Hunt for Supernova Origins

Astronomers have long realized that some supernovae, dubbed Type Ia, involve binary-star systems containing at least one white dwarf. When the white dwarf accumulates enough matter to push it past 1.4 solar masses (the Chandrasekhar limit), it destroys itself in a powerful explosion that can briefly outshine its host galaxy.

Astronomers think that this supernova remnant, SNR 0104, is the remains of a Type Ia supernova.
This image comes from NASA's Chandra X-ray Observatory, and shows a supernova remnant called SNR 0104. The remnant is in the Small Magellanic Cloud, a small galaxy near the Milky Way. Astronomers think that SNR 0104 is the remains of a Type Ia supernova.
X-ray (NASA / CXC / Penn State / S. Park & J. Lee); IR (NASA-JPL / Caltech)
But the nature of the companion star has remained a mystery. Are they normal (main-sequence) stars like our Sun? Or are they white dwarfs, each pair spiraling ever closer until they collide?

Now, a team led by Assaf Sternberg and Avishay Gal-Yam (Weizmann Institute of Science, Israel) concludes that a main-sequence star must be involved, at least some of the time.

They reason that if the white dwarf's companion were a normal or giant star, the surrounding interstellar space should be filled with gas blown off that star before the white dwarf explodes.
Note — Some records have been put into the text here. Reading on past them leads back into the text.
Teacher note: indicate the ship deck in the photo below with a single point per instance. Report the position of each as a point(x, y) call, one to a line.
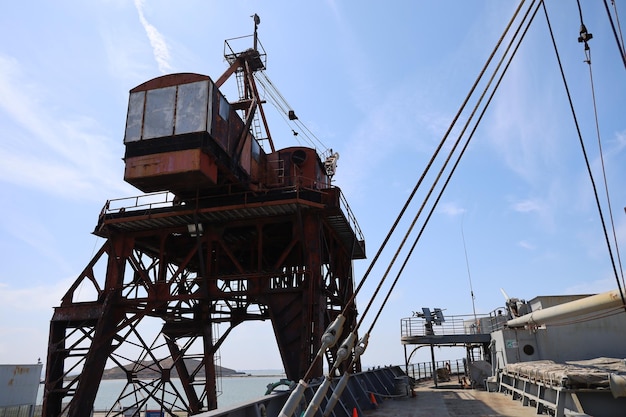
point(450, 400)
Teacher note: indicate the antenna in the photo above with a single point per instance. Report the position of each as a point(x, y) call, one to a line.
point(257, 20)
point(469, 275)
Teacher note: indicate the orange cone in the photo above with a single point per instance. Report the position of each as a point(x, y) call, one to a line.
point(373, 399)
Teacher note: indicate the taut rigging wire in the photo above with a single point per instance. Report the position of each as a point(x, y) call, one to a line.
point(606, 185)
point(582, 145)
point(618, 39)
point(414, 191)
point(462, 152)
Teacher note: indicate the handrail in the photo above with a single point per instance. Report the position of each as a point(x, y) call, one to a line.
point(163, 199)
point(454, 325)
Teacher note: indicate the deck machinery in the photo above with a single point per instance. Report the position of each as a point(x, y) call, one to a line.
point(226, 233)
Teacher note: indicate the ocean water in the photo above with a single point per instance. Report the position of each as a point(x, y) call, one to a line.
point(235, 389)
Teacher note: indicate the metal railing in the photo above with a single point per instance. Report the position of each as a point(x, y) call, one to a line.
point(424, 370)
point(165, 199)
point(454, 325)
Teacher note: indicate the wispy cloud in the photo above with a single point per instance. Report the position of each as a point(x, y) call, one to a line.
point(527, 206)
point(526, 245)
point(157, 41)
point(451, 209)
point(65, 155)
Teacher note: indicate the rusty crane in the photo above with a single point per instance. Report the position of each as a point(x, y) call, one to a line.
point(226, 233)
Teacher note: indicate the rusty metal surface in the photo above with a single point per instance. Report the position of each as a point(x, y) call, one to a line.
point(248, 267)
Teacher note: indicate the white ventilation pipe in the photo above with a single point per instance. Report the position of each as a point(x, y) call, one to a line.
point(579, 307)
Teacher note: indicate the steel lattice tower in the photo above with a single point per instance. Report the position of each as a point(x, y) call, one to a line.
point(226, 234)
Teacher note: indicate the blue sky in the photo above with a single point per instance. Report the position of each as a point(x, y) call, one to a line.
point(379, 83)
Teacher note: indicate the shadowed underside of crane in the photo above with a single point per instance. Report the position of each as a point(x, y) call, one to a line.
point(226, 234)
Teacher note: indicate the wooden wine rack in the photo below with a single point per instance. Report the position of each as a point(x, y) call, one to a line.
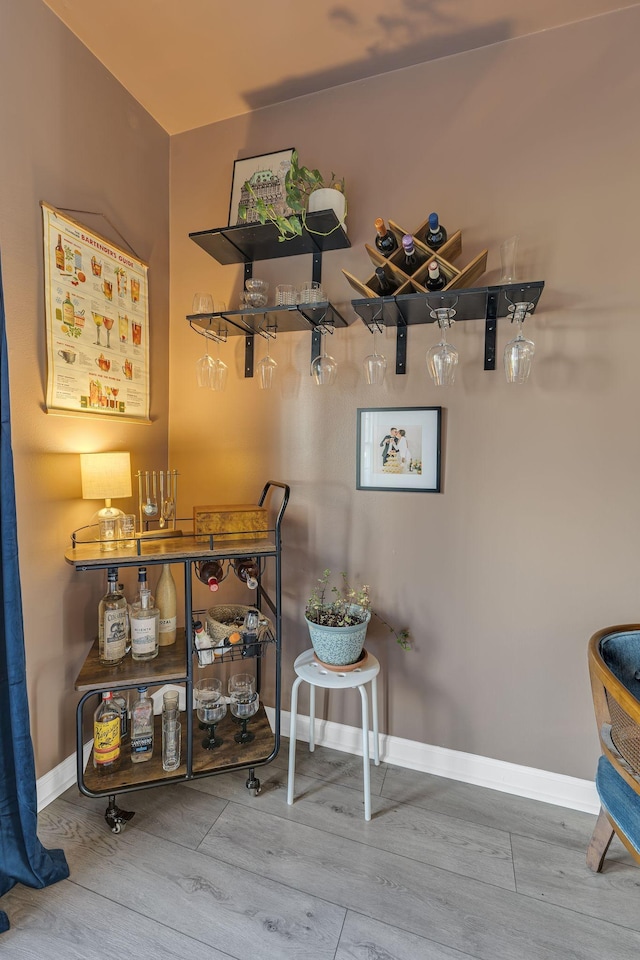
point(394, 266)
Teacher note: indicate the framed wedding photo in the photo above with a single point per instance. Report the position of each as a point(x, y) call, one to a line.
point(398, 448)
point(265, 174)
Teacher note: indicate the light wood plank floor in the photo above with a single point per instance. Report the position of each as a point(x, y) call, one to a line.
point(444, 871)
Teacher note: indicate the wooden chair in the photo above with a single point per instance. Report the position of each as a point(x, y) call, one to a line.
point(614, 668)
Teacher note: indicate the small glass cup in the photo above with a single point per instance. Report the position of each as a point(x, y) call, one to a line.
point(286, 295)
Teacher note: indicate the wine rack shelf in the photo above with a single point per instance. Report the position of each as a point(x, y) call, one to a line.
point(177, 663)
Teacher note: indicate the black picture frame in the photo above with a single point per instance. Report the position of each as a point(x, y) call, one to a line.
point(406, 461)
point(272, 190)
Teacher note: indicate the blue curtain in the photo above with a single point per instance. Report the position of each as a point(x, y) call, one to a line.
point(23, 859)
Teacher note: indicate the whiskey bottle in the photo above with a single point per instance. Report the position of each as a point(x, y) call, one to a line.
point(59, 254)
point(106, 736)
point(144, 628)
point(247, 570)
point(436, 235)
point(142, 727)
point(211, 573)
point(112, 623)
point(435, 279)
point(167, 605)
point(385, 241)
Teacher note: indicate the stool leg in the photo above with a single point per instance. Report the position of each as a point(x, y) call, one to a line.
point(365, 752)
point(292, 739)
point(312, 718)
point(374, 711)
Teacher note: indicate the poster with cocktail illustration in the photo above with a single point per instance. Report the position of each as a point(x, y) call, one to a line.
point(97, 317)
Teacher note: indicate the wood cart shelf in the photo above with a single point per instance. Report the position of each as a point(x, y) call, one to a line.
point(176, 663)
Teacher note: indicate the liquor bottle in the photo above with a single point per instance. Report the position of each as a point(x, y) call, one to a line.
point(436, 235)
point(385, 241)
point(112, 623)
point(59, 254)
point(435, 280)
point(211, 573)
point(166, 603)
point(247, 570)
point(142, 727)
point(144, 628)
point(106, 736)
point(386, 285)
point(68, 311)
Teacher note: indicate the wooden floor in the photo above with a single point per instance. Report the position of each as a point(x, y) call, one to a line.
point(443, 871)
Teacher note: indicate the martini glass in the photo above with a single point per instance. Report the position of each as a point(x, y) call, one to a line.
point(375, 365)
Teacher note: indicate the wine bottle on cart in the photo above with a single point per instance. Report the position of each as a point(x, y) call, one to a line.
point(247, 569)
point(385, 241)
point(210, 572)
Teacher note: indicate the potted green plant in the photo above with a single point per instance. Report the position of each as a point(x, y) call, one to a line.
point(305, 191)
point(337, 619)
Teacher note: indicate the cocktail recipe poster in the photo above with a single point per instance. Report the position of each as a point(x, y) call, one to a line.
point(97, 316)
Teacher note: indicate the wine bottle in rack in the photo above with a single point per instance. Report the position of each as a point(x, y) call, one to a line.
point(436, 235)
point(210, 572)
point(167, 604)
point(385, 241)
point(386, 285)
point(435, 279)
point(247, 569)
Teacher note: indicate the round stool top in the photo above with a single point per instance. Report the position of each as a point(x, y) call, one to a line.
point(313, 672)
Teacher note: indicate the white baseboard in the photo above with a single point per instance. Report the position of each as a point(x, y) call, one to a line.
point(511, 778)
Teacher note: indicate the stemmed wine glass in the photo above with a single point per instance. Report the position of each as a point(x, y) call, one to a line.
point(375, 365)
point(519, 352)
point(266, 368)
point(442, 359)
point(324, 368)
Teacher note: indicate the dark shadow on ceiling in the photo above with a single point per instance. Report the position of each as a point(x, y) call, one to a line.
point(389, 43)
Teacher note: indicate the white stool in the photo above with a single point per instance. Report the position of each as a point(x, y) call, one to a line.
point(313, 673)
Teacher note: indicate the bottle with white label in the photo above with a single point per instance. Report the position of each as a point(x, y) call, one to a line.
point(167, 605)
point(112, 623)
point(144, 621)
point(142, 727)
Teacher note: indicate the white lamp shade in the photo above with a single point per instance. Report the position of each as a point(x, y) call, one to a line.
point(105, 476)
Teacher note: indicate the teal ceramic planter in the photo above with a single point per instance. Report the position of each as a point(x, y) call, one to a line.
point(339, 646)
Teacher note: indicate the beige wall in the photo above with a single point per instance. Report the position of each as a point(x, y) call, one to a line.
point(532, 545)
point(71, 135)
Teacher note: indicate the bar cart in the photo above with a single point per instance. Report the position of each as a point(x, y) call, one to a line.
point(175, 664)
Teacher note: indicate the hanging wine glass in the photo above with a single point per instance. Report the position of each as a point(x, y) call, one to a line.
point(266, 368)
point(324, 368)
point(375, 365)
point(442, 359)
point(519, 352)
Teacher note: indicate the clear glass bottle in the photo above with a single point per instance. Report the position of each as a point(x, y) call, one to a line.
point(247, 569)
point(166, 603)
point(436, 235)
point(112, 623)
point(142, 727)
point(106, 736)
point(385, 241)
point(145, 621)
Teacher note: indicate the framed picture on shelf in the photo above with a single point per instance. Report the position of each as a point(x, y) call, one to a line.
point(398, 448)
point(265, 174)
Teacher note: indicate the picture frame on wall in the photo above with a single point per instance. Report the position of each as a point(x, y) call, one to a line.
point(398, 448)
point(266, 174)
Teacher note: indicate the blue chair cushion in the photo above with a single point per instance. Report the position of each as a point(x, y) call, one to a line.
point(620, 801)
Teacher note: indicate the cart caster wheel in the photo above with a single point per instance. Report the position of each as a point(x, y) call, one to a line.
point(253, 786)
point(116, 818)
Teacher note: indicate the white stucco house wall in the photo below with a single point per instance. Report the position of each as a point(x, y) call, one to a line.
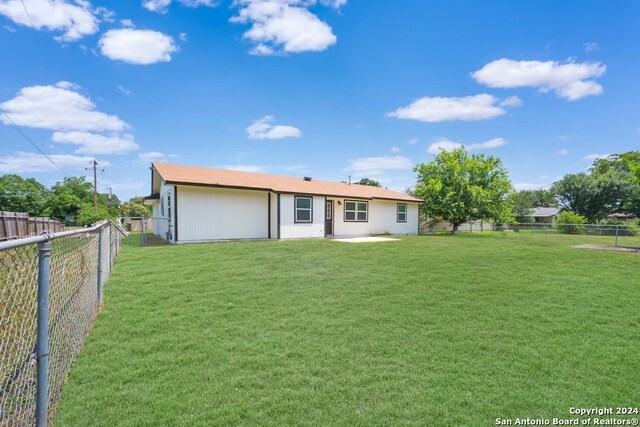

When the supernova occurs, a strong pulse of light and energy would pass through the previously shed gas and create telltale spectral signatures.

The observers studied the spectra of 46 supernovae in nearby spiral galaxies using the spectrometers on the Keck and Magellan telescopes. Of those supernovae, 35 were Type Ia and 11 were of the Type II variety (involving the explosion of a single massive star). They scanned these spectra for sodium, an element with strong spectral lines commonly found in interstellar space. They also searched for blueshifting of the sodium lines, indicating gas moving outward from the system toward Earth, and found that their supernovae sample did, in fact, show signs of matter moving quickly in the observers' direction.

This image shows the evolution of a Type Ia supernova.
This image shows the evolution of a Type Ia supernova.
NASA, ESA and A. Field (STScI)
All of the evidence pointed toward a binary system with one white dwarf and one normal star. If the examined supernovae had resulted from the merger of two white dwarfs, the gas blown off from the stars would have dissipated long ago, and would not have been visible to astronomers. And a Type II supernova would not have produced the same kind of spectral signature. "You would expect blueshifted sodium in Type II supernovae, but it should have different properties than what you would expect from a Type Ia explosion," says Sternberg.

Could these findings have been the result of a lucky draw? The team explored other possible causes for the blueshifts: randomly moving clouds of gas in the supernovae's host galaxies, outward-blowing galactic winds, and gas being exhaled by massive, short-lived stars. But the astronomers determined that there was only a 2% probability that what they observed was due to chance.

The astronomers have not made an airtight case, however. "I suspect the results are also marginally consistent with zero," says supernova specialist Robert Kirshner (Harvard-Smithsonian Center for Astrophysics). "This is not the fault of the observers — they have a sound approach. Basically, they need to build up the statistics — both for the Type Ia events, where they expect to see the effect, and for other sources (like Type II events) where they do not expect it."

Read more about the paper here.

2 thoughts on “Hunt for Supernova Origins

  1. Peter WilsonPeter Wilson

    "They also searched for blue-shifting of the sodium lines, indicating gas moving outward at high speed from the system toward Earth, and found that their supernovae sample did, in fact, show signs of matter moving quickly in the observers’ direction." When stars swell in their red-giant phase, it’s like an expanding soap bubble; an SN is like a fire-cracker. How do the high speed sodium atoms provide evidence for anything but an explosion?

  2. Assaf Sternberg

    Dear Peter Wilson,

    You are correct, fast moving sodium could imply an explosion. The features we see are of order of a few 10 km/s to 150 km/s. The velocity of the supernova ejecta are of the order of 10,000 km/s, so this material can’t be the ejecta.

    In a nut shell whst we found is slow (I don’t know why S&T had it as fast) material that is consistant with outfllows from a single degenerate system. We give an example of RS Ophiuchi, a recurrent novae system (i.e., a single digenerate system) that exhibits such features.